The city pitched transportation solutions to tackle myriad local social, economic, and environmental challenges. Foxx cited Columbus’ commitment to combatting the city’s high infant mortality rate with grant funds by making it easier for mothers in poor neighborhoods to get reliable transportation to health services.
As the fastest growing city in the Midwest, Columbus's Smart City experiment can emerge as a model for developing mid-size cities across America. This could mean a lot for the nation’s transportation future.
Columbus’ approach to addressing its transportation challenges relies on five primary strategies, all of which incorporate data-driven methods for integrating and updating the city’s infrastructure — both physical and electronic. One named strategy we particularly like — “Connected Visitors” — calls for the development of web-based, transit-serving technologies to provide real-time information to travelers engaging in city activities and attending events.
We at TransitScreen would like to extend our deepest congratulations to Columbus and commend the city on its devotion to empowering smart citizens in aim of growing a smarter city. By providing a foundation for the strong formation of networks among people, goods, services, and activities, Columbus’ sustainable, integrated transportation vision epitomizes how smart mobility can build a Smart City.

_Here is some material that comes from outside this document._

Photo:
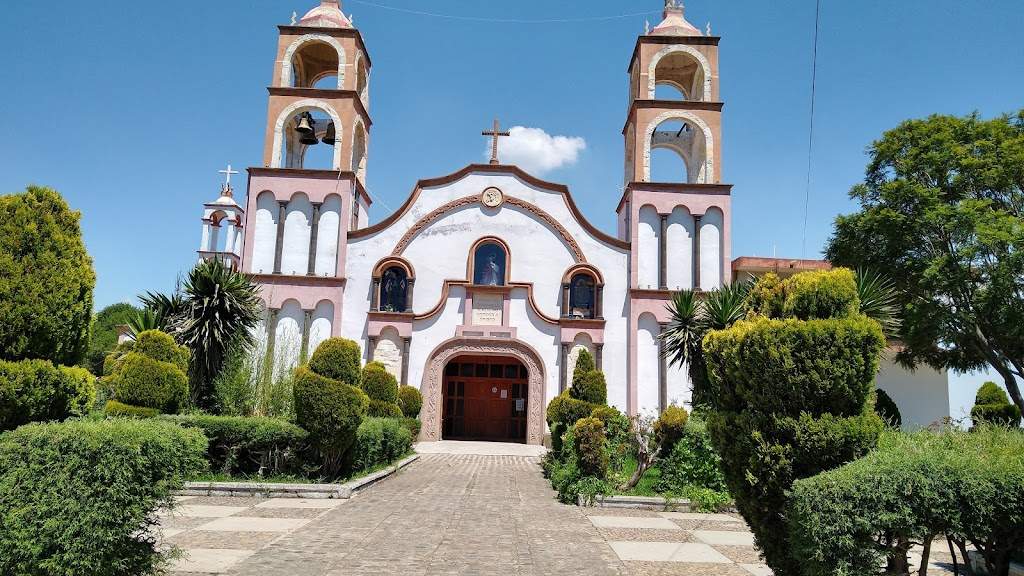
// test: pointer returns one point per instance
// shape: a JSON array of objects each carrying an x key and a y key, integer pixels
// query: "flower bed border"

In his pitch, Columbus Mayor Andrew Ginther put forth the question: “How do we harness and leverage technology and innovation to improve the quality of life of our residents?”
TransitScreen believes putting people first in the design of technology is how you end up with technology that improves quality of life. We constantly strive to achieve more equitable and accessible, including our recent efforts to make our digital displays more accessible to blind and low-vision users, as well as in the proliferation of our screens across civic buildings.
Congratulations again, #SmartColumbus! As curators of the Smart Mobility Ecosystem, we see a natural fit for TransitScreen as you piece together your Smart City vision. We’ll be in touch.